Pasta con le cozze…piatto di tradizione

…di Manuela Maiorano

 

 

Una pagina saporosa come questa minestra ha scritto l’esperto barese di dialetto e cucina Giovanni Panza. La riporto: “Forse non c’è altra preparazione in cui si attua in pieno il detto della nonna che in cucina, oltre all’amore e fantasia, ciascuno ha un proprio modo di cucinare. Dico questo non certamente per il modo di fare il sugo che non differisce da quello che si prepara per la vigilia di Natale. Eppure, nonostante che gli ingredienti siano gli stessi, non sempre il sugo riesce alla stessa maniera. Ma la differenza maggiore sta nel momento di aggiungere al sugo le cozze. Crude o aperte in padella?

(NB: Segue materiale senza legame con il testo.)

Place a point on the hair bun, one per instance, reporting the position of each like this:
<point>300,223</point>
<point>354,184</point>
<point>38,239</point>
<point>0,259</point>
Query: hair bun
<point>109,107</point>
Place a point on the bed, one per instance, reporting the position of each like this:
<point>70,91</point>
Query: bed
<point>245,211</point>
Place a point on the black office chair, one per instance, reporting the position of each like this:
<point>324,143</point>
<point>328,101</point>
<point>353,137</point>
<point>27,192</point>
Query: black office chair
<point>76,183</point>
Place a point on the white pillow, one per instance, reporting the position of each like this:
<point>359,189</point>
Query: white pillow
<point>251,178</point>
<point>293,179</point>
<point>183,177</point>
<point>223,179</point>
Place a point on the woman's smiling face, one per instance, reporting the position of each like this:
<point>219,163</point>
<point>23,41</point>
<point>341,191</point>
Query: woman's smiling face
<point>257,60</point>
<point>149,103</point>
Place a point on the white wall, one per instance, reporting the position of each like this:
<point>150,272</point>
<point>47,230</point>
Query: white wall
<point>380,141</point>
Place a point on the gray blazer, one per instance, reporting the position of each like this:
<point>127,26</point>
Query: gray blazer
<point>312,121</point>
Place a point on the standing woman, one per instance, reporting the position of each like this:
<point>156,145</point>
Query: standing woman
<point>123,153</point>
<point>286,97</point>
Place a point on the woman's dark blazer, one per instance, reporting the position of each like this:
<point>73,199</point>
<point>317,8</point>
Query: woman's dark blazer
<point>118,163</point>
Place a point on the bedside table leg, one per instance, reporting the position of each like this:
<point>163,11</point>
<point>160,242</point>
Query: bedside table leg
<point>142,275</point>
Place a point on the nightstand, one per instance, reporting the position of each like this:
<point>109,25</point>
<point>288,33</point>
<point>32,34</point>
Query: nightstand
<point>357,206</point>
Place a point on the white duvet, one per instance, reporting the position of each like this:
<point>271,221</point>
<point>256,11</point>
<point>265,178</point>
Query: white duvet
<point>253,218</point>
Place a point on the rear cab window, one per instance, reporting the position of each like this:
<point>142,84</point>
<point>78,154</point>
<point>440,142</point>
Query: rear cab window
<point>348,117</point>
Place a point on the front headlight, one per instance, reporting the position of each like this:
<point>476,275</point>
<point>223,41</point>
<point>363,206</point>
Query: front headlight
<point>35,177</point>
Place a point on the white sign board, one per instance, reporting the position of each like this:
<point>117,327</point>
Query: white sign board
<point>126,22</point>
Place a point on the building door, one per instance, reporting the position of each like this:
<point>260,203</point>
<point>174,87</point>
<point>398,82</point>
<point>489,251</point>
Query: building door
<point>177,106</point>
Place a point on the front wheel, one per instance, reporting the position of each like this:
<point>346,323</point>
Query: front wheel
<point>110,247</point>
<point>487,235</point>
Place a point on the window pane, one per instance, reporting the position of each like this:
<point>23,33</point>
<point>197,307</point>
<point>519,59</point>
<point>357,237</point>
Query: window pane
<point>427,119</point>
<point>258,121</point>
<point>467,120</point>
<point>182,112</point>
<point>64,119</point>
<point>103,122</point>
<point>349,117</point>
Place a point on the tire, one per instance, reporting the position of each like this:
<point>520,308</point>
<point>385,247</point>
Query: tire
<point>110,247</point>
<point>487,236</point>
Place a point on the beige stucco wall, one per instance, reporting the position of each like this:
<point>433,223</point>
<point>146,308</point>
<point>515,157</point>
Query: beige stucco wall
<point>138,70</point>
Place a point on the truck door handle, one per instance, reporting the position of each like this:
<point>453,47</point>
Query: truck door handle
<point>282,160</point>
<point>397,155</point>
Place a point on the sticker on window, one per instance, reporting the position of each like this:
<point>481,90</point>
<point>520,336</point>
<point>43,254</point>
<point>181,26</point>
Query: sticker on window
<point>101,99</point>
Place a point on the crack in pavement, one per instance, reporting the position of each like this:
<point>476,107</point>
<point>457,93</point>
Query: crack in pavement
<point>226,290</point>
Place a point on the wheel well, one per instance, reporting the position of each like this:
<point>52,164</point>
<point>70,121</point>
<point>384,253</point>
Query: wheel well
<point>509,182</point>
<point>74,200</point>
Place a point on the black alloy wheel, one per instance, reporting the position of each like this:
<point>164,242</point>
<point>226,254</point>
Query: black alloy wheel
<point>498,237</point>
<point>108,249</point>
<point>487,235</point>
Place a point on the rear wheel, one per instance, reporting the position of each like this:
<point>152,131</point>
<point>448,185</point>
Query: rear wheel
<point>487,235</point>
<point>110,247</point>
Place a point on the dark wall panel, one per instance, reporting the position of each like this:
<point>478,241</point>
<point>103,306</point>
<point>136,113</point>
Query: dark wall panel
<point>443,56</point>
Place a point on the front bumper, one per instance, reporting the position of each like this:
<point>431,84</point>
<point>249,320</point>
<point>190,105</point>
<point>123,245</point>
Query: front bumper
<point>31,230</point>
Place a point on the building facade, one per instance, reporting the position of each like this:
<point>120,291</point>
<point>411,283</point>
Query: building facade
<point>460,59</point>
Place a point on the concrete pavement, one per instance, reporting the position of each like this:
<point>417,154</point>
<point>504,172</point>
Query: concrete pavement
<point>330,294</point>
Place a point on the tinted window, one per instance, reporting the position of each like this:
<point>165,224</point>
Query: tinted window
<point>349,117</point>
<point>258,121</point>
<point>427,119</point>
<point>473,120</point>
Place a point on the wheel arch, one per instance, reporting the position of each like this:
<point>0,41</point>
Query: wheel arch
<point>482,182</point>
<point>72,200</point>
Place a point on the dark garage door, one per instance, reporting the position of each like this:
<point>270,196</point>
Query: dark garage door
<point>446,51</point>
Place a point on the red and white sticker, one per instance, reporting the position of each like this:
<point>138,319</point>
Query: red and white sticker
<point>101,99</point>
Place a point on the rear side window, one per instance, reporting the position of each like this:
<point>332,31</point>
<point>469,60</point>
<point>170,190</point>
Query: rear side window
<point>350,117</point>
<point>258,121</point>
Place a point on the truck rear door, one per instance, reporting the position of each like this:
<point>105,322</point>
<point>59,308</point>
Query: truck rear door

Non intendo riferirmi a chi è capace di aprirle con l’apposito coltello e chi, non sapendolo fare, deve necessariamente aprirle al calore (non fare mai la sciocchezza di mettere sulla pasta le cozze con tutto il guscio: si ha la sensazione  di vedere scarafaggi sulla pasta). C’è chi sostiene, e ne è convinto, che le cozze messe crude rendono il sugo un po’ troppo lento; c’è invece chi sostiene, e ne è convinto, che le cozze prima di metterle nel sugo perdono la fragranza del mare. E c’è chi preferisce mettere prima una decina di cozze crude nell’olio, le fa soffriggere, poi ci mette la salsa e, quando questa bolle, aggiunge le rimanenti cozze. E’ questione di gusti; io aggiungerò  solo che le cozze, se messe crude (oltre al piacere che prova chi è capace di aprirle, specie se dal guscio  viene fuori un frutto pieno come uovo e bianco come latte), non vanno cotte eccessivamente; appena un bollore, se si vuole che mantengano il caratteristico sapore di mare. Altro fattore di differenziazione importante è il prezzemolo: non va cotto troppo,anzi sarebbe preferibile aggiungerlo crudo nel piatto già preparato con la pasta cotta condita e già pepata con generosità. La pasta più gradita è rappresentata dai vermicelli, anzi, i vermicellini; oltre la lasagna fatta in casa o la lasagna riccia e stretta (la tripolina), molti preferiscono le linguine. Ma tutte le trafile, se di produzione degli ottimi pastifici pugliesi, sono squisite”

 

Per 2 persone:

-1 kg di cozze frutto netto

-1 spicchio di aglio affettato

500g di pomodori pelati

50g di olio di oliva

qualche rametto di prezzemolo tritato

sale e peperoncino forte quanto basta

spaghetti nella quantità voluta

 

Far imbiondire in una casseruola l’aglio, aggiungervi i pomodorini, l’acqua marina contenuta nelle cozze, dopo averla filtrata con un passino, sale e peperoncino e far bollire per una ventina di minuti. Mettervi le cozze e far cuocere per dieci minuti. Con questo sugo, con le cozze, condire gli spaghetti cotte al dente in molta acqua salata e aggiungervi il prezzemolo.